Analyst, Susan Chu explained that:
"The government takeover and sell-off of several failing Taiwanese banking institutions over the past 14 months has depositors on edge. Savers are fleeing lower-rated banks in droves and flocking to more reputable lenders, despite a government-backed credit guarantee that protects deposits. The fund-starved banks face significant challenges to overcome the negative sentiment and secure new business. As credit profiles deteriorate, further culling is possible this year."
However, she added that:
"Despite the ongoing upheaval, Taiwan's banking system remains largely stable, as the failed and creaking institutions account for only a small proportion of total system assets.

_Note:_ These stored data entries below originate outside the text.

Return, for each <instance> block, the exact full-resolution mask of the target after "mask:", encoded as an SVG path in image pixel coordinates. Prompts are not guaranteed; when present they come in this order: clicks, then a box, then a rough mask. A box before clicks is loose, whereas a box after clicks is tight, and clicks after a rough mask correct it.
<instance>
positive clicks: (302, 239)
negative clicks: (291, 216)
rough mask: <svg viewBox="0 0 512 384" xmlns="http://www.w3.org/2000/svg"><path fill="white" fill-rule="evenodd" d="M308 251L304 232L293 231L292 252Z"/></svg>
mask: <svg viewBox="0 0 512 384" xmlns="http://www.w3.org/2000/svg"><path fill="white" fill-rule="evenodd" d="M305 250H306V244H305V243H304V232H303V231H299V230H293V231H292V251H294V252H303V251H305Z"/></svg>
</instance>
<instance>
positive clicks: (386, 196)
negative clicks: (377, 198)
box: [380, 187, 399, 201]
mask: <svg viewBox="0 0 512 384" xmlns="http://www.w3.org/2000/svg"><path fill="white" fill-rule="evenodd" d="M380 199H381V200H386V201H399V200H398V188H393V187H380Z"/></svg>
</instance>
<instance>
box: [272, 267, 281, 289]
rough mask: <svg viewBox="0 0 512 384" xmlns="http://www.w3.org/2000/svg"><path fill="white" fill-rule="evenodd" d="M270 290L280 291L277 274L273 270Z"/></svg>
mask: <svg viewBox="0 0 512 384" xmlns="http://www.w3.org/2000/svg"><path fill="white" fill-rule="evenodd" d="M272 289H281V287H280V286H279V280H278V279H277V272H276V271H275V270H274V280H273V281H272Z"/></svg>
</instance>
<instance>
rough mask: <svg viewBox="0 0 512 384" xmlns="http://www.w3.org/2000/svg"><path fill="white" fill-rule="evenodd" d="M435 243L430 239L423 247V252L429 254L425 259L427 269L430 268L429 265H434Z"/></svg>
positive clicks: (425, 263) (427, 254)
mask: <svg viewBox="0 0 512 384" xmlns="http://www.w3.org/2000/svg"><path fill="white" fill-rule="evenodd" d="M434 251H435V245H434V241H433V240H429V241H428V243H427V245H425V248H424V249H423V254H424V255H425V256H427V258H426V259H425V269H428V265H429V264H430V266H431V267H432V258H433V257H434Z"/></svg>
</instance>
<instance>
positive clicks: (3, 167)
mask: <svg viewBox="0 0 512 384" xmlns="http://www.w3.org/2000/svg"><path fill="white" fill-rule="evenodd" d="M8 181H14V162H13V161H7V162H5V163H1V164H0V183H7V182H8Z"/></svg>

With two now-defunct banks selectively defaulting on bond issues in 2007, holders of subordinated bank debt and similar instruments have more reasons to worry."
Ms Chu went on to explain that the Central Deposit Insurance Corp (CDIC), which is permitted under Taiwanese banking legislation to assume operation of banks if they appear unlikely to be able to fulfil their financial obligations, took control of six such banks between December 2006 and January 2008, following an "industrywide deterioration in consumer credit quality".
She suggested that:
"Consumers' flight to quality made it more difficult for the banks to attract new capital and retain liquidity. Various regulatory measures included an initiative from 2001 to 2006 that allowed banks to delay the recognition of credit costs related to the disposal of NPLs to asset management companies, but these only postponed the inevitable."
In conclusion, the TRC analyst predicted that:
"The flight to quality, which will further widen the risk profile gap between stronger and weaker banks, could catapult more banks into trouble in 2008. To ensure a stable financial system, the regulator is likely to protect most of the obligations (mainly deposits) of banks that stumble upon hard times. But investors in the riskier end of the bank bond market could still be in for some sleepless nights."